Dans tous les temps on a vu des hommes qui se disaient magiciens, devins, alchimistes, et qui profitaient de la faiblesse et de l’ignorance des peuples pour les voler, les tromper et en faire des dupes ; mais ou a-t-on vu une nation entière dominée par des illuminés, des visionnaires, des mystiques, des jongleurs, des escrocs, des brigands, aveuglée par ces êtres malfaisants qui l’enivrent de leurs poisons, qui la dépouillent de ses richesses, qui la rendent le jouet de ses voisins, qui lui font croire que l’esclavage est la liberté, et celle-ci l’esclavage, qui lui mettent en main des armes pour combattre contre Dieu, qui lui font renverser ses temples et ses autels, qui lui persuadent d’éloigner de son sein, ceux qui par état prient pour sa prospérité, qui troublent la paix des familles et soulèvent les époux contre les épouses, les pères et les mères contre leurs enfants, et ceux-ci contre le sein qui les a nourris, et contre la maison qui leur a servi de berceau ?
Ou a-t-on jamais vu une épidémie des esprits attaquer tous les nombres d’une grande société, paralyser toutes les langues, étouffer toutes les voix, faire tomber dans le délire toutes les têtes, attiédir tous les cœurs, énerver tous les courages ? Ou a-t-on vu une maladie si dangereuse, faire des ravages si étendus, que depuis le roi jusqu’au berger, il n’y ait pas un seul être qui ne fasse entendre des plaintes amères et des gémissements profonds ?
Ô France ! Toi qui tenais le premier rang parmi les royaumes de l’Europe ; toi dont on empruntait les mœurs, le langage, le bon goût ; toi qui étais le séjour des beaux-arts et des sciences ; toi dont le gouvernement était l’image de celui des patriarches ; toi dont la gloire était connue jusqu’aux régions les plus éloignées de l’univers ; toi qui régnais dans l’abondance et la félicité ; tous les peuples de la terre étaient tributaires, et tu t’enrichissais par ton commerce et par tes échanges ; tu avais obtenu la liberté des mers ; ton pavillon y était respecté ; ton alliance était recherchée par les peuples les plus puissants ; tu pouvais jouir en paix des fruits de la victoire et des triomphes que tu avais remportés ; comment es-tu tombée en un jour du fait de ta grandeur et de la gloire dans l’esclavage et l’avilissement ! Comment as-tu souffert que des fanatiques obscurs vinssent dépouiller ta Noblesse de tes titres, les prêtres du Très-Haut, de leurs propriétés sacrées, le peuple de son commerce et de la paix dont il jouissait ! Avant que tu tombes dans l’abîme ou une chute rapide va te précipiter, France ! Réveilles-toi de ton assoupissement léthargique ; rappelles-toi ce que tu as été, et cesses enfin de te laisser dominer par des factieux et des sectaires qui n’auraient jamais dû obtenir ta confiance, et qui ont trop abusé de l’ascendant que tu leur as laissé prendre.
Il semble que l’apôtre Saint Pierre a prédit leurs pièges et leur séduction, lorsqu’il a dit (II Ep. 2. 1 et suiv) « Il y a eu parmi le peuple de faux prophètes, comme il y aura parmi vous des maîtres de mensonge, qui introduiront des sectes perverses, qui nieront Jésus-Christ qui les a rachetés, et attireront sur eux une prompte ruine.

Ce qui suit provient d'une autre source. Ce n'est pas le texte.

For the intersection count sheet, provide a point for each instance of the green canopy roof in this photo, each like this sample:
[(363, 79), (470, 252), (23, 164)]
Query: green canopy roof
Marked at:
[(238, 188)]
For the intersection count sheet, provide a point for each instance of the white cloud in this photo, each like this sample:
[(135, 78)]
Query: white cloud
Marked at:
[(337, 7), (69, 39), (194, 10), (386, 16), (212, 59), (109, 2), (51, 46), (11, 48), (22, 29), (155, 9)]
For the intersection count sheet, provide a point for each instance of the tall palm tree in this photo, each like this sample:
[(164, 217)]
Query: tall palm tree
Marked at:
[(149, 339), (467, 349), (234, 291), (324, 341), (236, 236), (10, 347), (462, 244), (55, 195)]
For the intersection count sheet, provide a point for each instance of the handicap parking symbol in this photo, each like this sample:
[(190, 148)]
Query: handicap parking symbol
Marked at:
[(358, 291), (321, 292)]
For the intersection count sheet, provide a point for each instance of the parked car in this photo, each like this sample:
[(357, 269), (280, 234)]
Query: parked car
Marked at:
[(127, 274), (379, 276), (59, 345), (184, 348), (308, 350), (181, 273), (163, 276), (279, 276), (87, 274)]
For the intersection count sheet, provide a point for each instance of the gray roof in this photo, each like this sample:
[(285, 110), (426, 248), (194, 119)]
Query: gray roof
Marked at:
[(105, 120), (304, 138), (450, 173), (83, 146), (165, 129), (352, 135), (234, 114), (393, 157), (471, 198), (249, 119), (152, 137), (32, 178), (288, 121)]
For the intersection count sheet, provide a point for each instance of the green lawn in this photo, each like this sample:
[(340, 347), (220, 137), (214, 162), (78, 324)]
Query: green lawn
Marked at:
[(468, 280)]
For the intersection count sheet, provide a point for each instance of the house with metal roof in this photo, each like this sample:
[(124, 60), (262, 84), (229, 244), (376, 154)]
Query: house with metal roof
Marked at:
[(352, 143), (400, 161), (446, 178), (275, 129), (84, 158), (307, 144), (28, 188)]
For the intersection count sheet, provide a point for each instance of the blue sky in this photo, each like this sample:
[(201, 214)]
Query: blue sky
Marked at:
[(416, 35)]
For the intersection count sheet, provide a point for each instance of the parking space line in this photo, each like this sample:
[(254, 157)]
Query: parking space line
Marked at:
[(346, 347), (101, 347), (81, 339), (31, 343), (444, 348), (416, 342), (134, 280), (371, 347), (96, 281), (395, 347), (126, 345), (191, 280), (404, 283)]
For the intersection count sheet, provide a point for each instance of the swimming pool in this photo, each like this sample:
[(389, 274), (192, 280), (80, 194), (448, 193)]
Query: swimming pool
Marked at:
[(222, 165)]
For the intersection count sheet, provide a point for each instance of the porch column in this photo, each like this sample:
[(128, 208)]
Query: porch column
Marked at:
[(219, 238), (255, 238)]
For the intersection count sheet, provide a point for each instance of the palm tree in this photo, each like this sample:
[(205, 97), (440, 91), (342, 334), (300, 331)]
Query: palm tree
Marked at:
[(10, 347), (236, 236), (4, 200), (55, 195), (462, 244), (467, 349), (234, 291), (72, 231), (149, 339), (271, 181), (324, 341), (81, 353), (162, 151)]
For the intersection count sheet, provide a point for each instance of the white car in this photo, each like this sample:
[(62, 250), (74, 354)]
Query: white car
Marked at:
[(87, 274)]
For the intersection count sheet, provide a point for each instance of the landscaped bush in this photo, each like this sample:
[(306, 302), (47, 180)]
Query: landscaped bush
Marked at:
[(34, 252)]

Plusieurs suivront leurs luxures, et approuveront les blasphèmes qu’ils vomiront contre la voie de la vérité ; ils vous tromperont par de fausses paroles et obtiendront votre consentement, à prix d’argent ; mais le jugement du seigneur, n’est pas suspendu, et il n’est pas endormi sur leur perte.

(…)

Page 368-fin :

Tout ce que les Mesmer, les swedemborg, les Saint-Martin, les Saint Germain, les Schroepffer, les Caligostro, les Lavater ect, promettent, c’est de prolonger la vie naturelle, de donner de l’or et de l’argent, d’apprendre des secrets de magie, de nécromancie, de révéler la science de la nature, de vous mettre en rapport avec l’air, le fluide électrique, magnétique, animal ; enfin avec les astres et les planètes, et de vous donner des convulsions, des spasmes, des visions ; mais quand tous ces docteurs du mensonge, donneraient tout ce qu’ils promettent, pourrait-on de bonne foi le comparer avec les biens de la religion chrétienne ; je ne dis pas seulement dans l’ordre civil, naturel et social, mais dans l’état privé, dans l’intérieur des familles, dans le secret de son cœur ?
Je n’ignore pas pourquoi les philosophes ont jeté une si grande défaveur sur les livres saints, sur les vertus qu’ils enseignent, sur les biens qu’ils promettent.
Si ces livres sacrés étaient lus par les chrétiens, dans les dispositions avec le respect que l’on doit apporter dans la lecture des vérités divines, pourraient-on ne pas concevoir le plus grand mépris, l’indignation la plus forte, contre toutes les productions de la philosophie moderne, qui corrompt toutes les mœurs, qui dissout toutes les autorités, qui rompt tous les liens, qui combat toutes les vérités divines et naturelles, qui dénature toutes les vertus, qui détruit toute moralité, qui ouvre la porte à tous les vices, qui sanctifie tous les crimes, qui permet tous les brigandages, qui désole la surface de la terre, et plonge dans les larmes et les gémissements, les âmes honnêtes et les cœurs vertueux ? Quel contraste entre les livres philosophiques, révoltants par les blasphèmes, les impiétés et les principes affreux qu’ils renferment ; et les livres divins qui ne respirent partout que l’amour de Dieu et l’amour du prochain ; qui parlent des choses divines, de manière à nous les faire aimer, désirer ; de manière à faire naître dans notre cœur, le sentiment le plus vif de reconnaissance et d’amour, pour celui qui nous a révélé, qui nous promet la jouissance, qui nous enseigne à nous rendre dignes.
Ces livres sont vraiment faits pour l’homme, et sont les seuls capables de lui donner des instructions morales, familières, sublimes, éloquentes, persuasives. Ce sont les seuls livres, dans la lecture desquels nous puissions nous consoler, nous instruire et nous réformer. Ils nous apprendrons à faire un bon usage des maux qui nous affligent, ils nous en montreront la cause et le remède : ils nous représenteront que c’est à l’école de la sagesse divine, que l’on reçoit des leçons de la vraie philosophie, que l’on apprend des vérités utiles, les seules capables d’éclairer l’homme et de le rendre heureux. En nous instruisant, ils nous rappelèrent les principes de douceur, de générosité, qui paraissent si méconnus parmi nous ; mais dont la pratique, peut seule nous rendre la paix, la tranquillité, qui se sont éloignés de nous depuis si longtemps.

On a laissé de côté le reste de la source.